Resource limits to budget against

Limit	Value
GPU quota	30 hours / week (free tier)
Max execution time	12 hours / kernel session
Disk in `/kaggle/working/`	~73 GB
Output size shipped to user	20 GB max
RAM (T4)	~13 GB

A single gte-modernbert-base encode at batch 64 uses ~3 GB GPU memory.

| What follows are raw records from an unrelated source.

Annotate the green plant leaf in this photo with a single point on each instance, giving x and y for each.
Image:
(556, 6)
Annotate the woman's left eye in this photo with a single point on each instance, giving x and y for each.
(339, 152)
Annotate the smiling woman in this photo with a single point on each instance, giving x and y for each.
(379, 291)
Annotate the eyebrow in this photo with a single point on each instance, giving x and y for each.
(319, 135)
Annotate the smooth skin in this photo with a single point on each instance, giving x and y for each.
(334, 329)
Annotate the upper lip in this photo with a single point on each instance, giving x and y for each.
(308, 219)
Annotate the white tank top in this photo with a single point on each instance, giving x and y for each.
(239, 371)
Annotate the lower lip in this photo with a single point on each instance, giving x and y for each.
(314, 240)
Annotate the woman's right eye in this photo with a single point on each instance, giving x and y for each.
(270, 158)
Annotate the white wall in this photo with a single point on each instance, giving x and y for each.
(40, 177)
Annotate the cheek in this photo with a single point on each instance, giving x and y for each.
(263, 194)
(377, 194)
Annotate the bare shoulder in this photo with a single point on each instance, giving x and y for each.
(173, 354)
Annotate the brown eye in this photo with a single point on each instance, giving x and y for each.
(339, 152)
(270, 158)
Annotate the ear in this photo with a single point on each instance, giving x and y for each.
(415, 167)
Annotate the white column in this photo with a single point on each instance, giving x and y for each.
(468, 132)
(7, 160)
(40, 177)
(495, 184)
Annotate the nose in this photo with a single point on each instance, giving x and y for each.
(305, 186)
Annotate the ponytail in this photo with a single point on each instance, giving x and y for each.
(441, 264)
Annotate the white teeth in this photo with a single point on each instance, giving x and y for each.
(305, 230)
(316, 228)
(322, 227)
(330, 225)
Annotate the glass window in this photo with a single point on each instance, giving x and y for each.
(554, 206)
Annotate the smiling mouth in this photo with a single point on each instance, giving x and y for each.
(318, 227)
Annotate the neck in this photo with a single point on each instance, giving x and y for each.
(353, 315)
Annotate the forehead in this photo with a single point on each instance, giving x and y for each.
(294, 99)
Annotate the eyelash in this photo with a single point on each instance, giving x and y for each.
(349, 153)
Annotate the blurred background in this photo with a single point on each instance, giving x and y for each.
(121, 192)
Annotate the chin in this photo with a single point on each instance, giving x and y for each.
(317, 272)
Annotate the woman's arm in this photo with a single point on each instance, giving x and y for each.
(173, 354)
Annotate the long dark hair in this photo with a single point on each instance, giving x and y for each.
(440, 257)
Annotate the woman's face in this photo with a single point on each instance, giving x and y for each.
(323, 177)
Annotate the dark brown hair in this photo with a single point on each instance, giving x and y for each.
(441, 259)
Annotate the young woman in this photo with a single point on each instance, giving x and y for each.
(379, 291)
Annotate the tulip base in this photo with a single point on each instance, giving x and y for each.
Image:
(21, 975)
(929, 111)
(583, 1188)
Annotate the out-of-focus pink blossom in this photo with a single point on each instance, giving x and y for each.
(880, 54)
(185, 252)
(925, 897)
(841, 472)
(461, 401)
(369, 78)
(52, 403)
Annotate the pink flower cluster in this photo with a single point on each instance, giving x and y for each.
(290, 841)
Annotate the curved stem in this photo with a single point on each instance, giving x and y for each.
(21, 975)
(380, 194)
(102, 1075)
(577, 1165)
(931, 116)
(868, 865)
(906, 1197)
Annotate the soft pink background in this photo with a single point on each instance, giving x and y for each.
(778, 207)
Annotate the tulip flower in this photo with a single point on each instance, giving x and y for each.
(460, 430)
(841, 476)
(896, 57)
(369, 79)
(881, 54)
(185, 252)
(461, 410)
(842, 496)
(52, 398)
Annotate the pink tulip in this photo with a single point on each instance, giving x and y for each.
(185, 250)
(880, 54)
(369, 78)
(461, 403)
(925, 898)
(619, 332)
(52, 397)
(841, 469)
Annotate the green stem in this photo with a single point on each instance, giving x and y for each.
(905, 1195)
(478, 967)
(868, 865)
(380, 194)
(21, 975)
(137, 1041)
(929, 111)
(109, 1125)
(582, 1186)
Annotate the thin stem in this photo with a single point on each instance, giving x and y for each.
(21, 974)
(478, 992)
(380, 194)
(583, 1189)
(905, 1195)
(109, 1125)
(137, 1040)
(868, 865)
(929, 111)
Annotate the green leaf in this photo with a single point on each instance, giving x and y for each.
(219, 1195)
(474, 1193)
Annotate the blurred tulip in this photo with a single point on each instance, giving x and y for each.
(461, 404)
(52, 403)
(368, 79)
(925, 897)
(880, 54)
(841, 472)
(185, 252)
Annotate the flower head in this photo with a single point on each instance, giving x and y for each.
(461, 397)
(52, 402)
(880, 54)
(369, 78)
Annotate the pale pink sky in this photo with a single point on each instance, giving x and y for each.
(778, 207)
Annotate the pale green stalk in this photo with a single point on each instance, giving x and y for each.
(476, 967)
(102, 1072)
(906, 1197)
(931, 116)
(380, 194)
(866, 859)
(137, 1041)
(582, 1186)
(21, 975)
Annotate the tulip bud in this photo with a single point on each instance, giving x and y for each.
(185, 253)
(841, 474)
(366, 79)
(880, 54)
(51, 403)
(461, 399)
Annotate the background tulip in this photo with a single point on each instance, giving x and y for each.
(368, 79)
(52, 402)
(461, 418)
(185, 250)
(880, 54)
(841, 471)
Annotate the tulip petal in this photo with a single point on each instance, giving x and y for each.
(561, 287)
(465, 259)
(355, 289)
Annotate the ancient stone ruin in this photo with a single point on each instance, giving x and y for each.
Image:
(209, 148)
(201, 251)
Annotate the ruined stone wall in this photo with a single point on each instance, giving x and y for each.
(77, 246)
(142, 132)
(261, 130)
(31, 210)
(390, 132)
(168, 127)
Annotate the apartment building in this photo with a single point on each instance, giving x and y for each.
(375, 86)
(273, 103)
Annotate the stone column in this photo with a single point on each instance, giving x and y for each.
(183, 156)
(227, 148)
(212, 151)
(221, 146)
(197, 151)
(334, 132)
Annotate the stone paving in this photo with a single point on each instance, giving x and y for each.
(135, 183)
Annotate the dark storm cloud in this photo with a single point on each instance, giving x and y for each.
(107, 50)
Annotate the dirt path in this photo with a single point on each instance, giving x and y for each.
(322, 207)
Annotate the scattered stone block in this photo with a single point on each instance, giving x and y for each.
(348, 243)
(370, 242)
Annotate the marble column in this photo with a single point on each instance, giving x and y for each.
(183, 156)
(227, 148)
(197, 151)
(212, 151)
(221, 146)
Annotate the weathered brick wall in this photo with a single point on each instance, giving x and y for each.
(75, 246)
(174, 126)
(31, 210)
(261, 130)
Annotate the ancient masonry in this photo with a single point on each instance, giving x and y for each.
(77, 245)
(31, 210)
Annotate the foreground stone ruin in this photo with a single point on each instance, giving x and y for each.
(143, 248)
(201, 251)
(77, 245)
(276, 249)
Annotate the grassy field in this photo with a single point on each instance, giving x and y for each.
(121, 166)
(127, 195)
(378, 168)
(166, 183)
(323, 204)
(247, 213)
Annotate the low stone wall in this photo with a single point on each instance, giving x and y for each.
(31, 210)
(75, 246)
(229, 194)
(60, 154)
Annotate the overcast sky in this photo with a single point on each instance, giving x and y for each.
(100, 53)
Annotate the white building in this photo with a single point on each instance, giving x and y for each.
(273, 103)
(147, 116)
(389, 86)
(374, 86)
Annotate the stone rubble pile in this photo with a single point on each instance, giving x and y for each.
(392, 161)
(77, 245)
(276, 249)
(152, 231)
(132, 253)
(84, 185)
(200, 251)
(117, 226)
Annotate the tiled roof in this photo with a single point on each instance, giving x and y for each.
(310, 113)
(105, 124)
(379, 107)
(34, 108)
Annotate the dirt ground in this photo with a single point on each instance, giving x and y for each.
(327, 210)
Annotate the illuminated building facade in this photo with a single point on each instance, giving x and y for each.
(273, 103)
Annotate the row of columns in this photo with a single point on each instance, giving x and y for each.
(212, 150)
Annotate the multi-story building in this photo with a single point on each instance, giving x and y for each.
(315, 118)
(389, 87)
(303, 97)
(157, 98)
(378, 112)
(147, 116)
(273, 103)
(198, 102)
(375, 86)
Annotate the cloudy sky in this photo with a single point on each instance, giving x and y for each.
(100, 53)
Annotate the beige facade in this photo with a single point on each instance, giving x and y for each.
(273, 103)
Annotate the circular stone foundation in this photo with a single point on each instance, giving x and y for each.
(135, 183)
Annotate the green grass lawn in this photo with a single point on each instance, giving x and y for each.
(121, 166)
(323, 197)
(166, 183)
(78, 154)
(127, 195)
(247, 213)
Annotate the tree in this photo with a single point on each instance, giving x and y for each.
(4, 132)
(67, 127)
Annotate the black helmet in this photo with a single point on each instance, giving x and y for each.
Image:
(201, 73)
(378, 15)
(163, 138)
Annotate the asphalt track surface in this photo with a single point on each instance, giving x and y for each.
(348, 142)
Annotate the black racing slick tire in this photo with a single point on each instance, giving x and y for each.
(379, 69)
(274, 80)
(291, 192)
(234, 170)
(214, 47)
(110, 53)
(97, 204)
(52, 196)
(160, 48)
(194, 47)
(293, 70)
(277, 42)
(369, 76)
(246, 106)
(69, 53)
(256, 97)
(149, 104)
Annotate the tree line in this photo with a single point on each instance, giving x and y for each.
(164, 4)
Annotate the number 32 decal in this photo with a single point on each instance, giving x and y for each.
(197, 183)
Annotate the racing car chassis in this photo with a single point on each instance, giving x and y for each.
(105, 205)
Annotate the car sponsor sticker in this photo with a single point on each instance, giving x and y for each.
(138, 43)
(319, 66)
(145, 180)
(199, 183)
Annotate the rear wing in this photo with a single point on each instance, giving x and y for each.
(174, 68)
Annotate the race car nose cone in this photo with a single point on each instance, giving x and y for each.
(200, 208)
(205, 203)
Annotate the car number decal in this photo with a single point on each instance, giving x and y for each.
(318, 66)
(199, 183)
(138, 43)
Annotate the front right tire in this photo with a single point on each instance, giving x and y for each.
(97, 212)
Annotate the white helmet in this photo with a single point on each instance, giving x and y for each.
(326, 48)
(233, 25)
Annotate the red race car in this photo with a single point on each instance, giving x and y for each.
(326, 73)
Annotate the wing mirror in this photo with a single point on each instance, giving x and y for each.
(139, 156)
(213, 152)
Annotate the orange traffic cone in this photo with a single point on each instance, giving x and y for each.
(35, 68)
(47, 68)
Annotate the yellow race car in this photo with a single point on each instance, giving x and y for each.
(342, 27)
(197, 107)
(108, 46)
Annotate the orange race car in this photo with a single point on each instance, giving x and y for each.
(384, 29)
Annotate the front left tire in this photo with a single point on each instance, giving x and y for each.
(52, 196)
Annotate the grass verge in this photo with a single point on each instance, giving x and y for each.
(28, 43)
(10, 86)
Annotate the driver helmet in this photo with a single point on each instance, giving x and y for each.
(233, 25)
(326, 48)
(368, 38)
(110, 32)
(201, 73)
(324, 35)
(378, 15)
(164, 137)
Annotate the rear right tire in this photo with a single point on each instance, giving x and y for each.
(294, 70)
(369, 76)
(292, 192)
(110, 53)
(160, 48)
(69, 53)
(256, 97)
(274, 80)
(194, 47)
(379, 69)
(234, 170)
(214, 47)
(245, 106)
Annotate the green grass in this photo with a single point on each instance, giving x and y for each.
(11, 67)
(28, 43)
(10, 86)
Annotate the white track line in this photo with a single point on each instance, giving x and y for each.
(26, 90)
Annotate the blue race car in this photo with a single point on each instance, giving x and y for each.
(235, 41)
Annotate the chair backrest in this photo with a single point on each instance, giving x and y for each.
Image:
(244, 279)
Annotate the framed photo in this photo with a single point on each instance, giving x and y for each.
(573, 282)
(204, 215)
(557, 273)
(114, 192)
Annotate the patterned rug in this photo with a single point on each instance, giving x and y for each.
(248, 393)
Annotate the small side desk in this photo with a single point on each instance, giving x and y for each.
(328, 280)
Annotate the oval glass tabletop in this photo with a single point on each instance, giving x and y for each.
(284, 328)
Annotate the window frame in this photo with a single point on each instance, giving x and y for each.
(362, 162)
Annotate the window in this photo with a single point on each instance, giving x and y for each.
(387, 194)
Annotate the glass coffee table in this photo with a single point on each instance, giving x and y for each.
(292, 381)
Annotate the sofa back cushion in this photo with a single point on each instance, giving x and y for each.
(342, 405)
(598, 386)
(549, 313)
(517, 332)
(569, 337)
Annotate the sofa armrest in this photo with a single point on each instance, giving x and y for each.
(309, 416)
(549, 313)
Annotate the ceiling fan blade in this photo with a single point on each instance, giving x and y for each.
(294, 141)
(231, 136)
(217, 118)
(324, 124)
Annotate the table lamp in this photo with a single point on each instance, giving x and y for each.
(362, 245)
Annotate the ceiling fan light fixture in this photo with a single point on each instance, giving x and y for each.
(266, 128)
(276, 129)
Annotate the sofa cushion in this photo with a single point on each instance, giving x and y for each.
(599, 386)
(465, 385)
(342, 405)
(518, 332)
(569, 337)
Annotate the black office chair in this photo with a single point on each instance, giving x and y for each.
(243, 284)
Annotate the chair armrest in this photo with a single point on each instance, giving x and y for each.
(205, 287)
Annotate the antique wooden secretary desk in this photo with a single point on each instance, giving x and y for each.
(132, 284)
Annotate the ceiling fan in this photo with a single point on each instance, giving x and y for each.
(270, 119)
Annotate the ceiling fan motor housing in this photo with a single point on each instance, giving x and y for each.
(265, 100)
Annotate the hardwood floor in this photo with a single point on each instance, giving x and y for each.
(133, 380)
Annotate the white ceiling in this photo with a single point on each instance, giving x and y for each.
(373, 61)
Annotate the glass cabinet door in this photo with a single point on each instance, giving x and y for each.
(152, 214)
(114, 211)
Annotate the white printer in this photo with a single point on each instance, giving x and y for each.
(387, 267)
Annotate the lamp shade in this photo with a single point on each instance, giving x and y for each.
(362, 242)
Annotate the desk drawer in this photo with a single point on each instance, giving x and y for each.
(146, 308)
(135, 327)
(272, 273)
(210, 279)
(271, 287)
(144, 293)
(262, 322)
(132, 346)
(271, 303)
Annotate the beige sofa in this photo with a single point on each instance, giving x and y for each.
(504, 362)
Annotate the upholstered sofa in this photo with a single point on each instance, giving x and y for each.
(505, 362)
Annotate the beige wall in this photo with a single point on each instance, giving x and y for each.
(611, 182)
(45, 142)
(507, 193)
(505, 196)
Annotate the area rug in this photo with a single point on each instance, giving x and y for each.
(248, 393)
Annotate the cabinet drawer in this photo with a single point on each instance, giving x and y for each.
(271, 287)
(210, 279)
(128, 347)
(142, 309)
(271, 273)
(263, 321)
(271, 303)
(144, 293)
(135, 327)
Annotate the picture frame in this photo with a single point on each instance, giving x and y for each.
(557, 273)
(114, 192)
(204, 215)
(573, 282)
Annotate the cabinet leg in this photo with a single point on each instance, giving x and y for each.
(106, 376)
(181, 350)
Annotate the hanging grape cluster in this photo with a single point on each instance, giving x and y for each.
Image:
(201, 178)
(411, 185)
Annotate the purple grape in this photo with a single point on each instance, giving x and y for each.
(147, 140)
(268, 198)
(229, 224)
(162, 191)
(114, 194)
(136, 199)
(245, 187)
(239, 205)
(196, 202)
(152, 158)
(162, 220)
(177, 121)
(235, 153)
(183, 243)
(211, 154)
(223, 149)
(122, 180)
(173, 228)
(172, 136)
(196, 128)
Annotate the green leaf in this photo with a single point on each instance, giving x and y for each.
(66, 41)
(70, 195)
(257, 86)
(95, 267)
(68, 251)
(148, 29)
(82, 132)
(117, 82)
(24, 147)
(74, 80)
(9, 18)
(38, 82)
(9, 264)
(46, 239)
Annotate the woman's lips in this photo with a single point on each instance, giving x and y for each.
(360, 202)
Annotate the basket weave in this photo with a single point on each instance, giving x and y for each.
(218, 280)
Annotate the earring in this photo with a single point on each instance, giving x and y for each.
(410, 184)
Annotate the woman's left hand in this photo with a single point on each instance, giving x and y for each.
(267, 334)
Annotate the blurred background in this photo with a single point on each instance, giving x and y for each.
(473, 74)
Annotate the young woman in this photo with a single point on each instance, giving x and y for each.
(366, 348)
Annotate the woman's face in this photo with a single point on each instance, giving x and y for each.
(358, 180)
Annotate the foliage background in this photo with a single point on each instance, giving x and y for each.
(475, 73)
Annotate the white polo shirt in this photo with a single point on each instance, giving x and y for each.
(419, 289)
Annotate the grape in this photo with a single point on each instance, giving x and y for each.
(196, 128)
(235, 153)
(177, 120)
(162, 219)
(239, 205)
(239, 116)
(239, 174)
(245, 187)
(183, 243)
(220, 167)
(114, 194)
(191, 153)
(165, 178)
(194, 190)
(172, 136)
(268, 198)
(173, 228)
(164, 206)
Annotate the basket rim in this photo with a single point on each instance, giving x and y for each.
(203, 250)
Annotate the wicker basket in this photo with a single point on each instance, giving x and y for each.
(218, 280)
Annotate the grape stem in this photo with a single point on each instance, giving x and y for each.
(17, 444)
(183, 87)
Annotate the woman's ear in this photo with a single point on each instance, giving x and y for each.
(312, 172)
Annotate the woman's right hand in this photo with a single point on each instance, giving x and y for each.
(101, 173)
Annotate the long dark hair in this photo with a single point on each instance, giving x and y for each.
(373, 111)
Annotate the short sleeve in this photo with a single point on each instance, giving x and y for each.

A 100K-passage corpus encodes in ~2-5 minutes. The bottleneck for big batches is usually the source clone (network) rather than the encode.

Wrapping up

After the run:

The .rlat is in outputs/<name>.rlat. Move it wherever your project expects (./<name>.rlat, data/<name>.rlat, etc.).
If you used remote mode, make sure the consumer machine has internet access at query time — passages are streamed from raw.githubusercontent.com. Cache lives at ~/.cache/rlat/sources/<sha>/ and warms on first use.
Smoke-test with rlat search <name>.rlat "anything" locally before shipping the artefact further.

For deeper background on what rlat build does, see docs/user/CLI.md (the build section). For the storage-mode trade-offs (why remote? why bundled?), see docs/user/STORAGE_MODES.md.